With a studio in New York,
her mentor became art critic Clement Greenberg who introduced her to most of
the prominent 1950s artists including Pollock and DeKooning who, in turn,
became her inspirations for gestural technique, Action Painting. From
1958 to 1971, she was married to artist Robert Motherwell.
Her stain painting technique was novel. Rather than painting on a primed
canvas, she poured paint over an unprimed surface that allowed the paint to
soak into the canvas. This staining and the process involved became her
trademark style, and a whole generation of artists, known as Color Field
painters, followed her. Her large studio has been in New York City.
She had a brief period when she experimented with sculpture. In the
summer of 1972, she worked with Anthony Caro in his studio in London, and she used some of the steel that
Caro had acquired from the estate of David Smith. She had first met Caro
in New York
in 1959, and they had formed a friendship during which she expressed an
interest in experimenting with sculpture. During the two weeks, she
completed ten welded steel sculptures in abstract style, and titles included Heart
of London,
Ceiling Horses, Matisse Table, Ten After All and Ceiling Horses.
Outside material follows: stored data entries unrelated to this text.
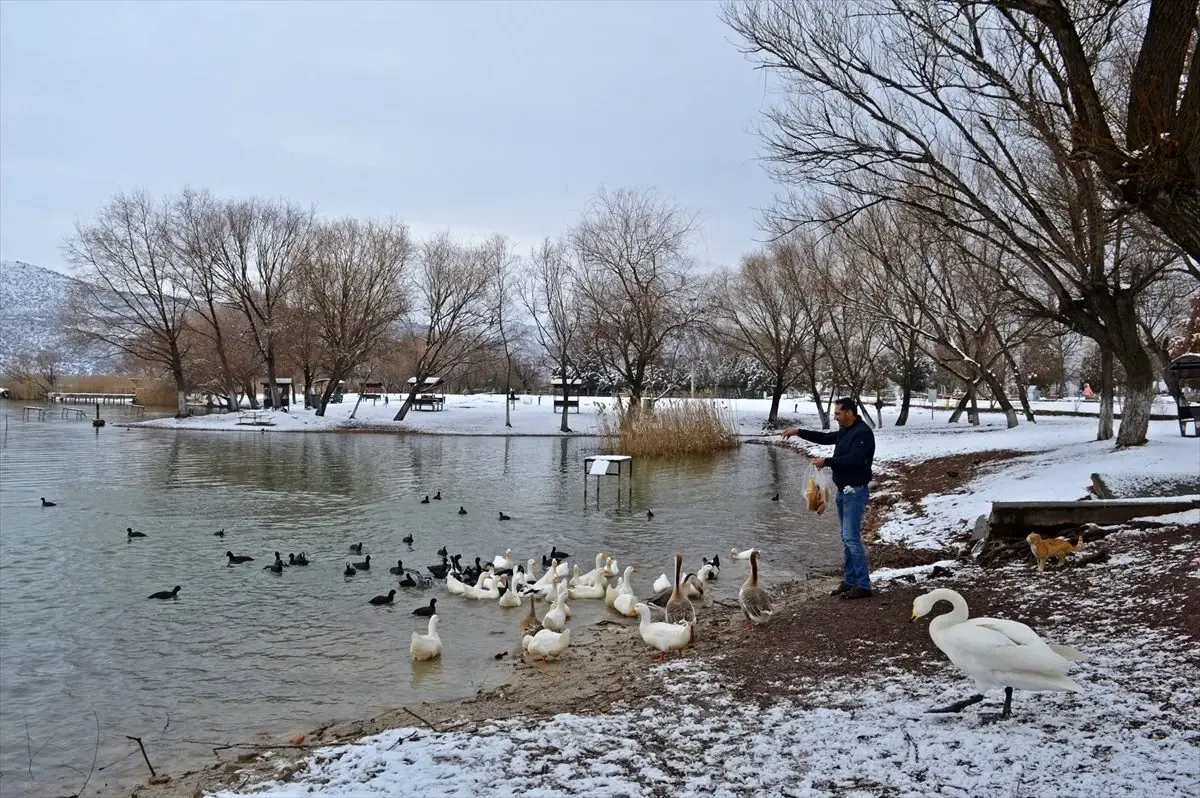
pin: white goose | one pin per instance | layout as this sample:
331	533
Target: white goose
546	643
589	579
509	598
556	617
664	636
996	653
504	562
429	646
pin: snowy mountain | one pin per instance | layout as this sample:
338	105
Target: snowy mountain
31	299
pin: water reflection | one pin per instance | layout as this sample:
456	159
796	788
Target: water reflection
244	651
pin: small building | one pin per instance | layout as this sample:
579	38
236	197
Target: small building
318	390
287	391
565	391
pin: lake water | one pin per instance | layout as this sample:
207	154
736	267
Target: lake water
243	651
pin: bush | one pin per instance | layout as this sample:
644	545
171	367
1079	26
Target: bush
673	429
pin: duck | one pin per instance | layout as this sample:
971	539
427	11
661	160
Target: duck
509	599
427	646
996	653
755	601
664	636
503	562
529	624
556	617
678	606
546	643
439	571
384	599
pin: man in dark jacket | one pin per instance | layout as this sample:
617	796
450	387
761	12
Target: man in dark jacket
853	449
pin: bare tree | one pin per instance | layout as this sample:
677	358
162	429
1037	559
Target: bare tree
453	318
957	111
502	262
552	301
131	294
257	259
760	313
196	232
1156	168
354	288
635	279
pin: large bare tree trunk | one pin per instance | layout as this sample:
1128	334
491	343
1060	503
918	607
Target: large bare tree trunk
777	395
1104	431
905	401
1139	400
997	393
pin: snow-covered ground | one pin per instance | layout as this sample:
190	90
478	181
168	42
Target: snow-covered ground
1133	731
484	414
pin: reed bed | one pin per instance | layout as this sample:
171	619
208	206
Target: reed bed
672	429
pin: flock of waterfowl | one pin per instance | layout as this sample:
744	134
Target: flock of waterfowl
996	653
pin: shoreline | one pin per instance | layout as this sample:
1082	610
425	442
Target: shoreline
606	666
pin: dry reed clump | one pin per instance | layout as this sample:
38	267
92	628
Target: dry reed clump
673	429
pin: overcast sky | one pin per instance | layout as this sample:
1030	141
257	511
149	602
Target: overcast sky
474	118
However, after this intense period of sculpting, "Frankenthaler never
again muade sculptures in steel, and the sojourn in Caro's studio was never
repeated. The energetic, vital constructions she completed in London leave us wishing
she'd gone back often." (Wilkin). In 2006, Knoedler & Company
held an exhibit of the work she completed with Caro.
In 1999, she won the Jerusalem Prize for Arts and Letters, given by the Friends
of Israel's National Academy of Arts and Design.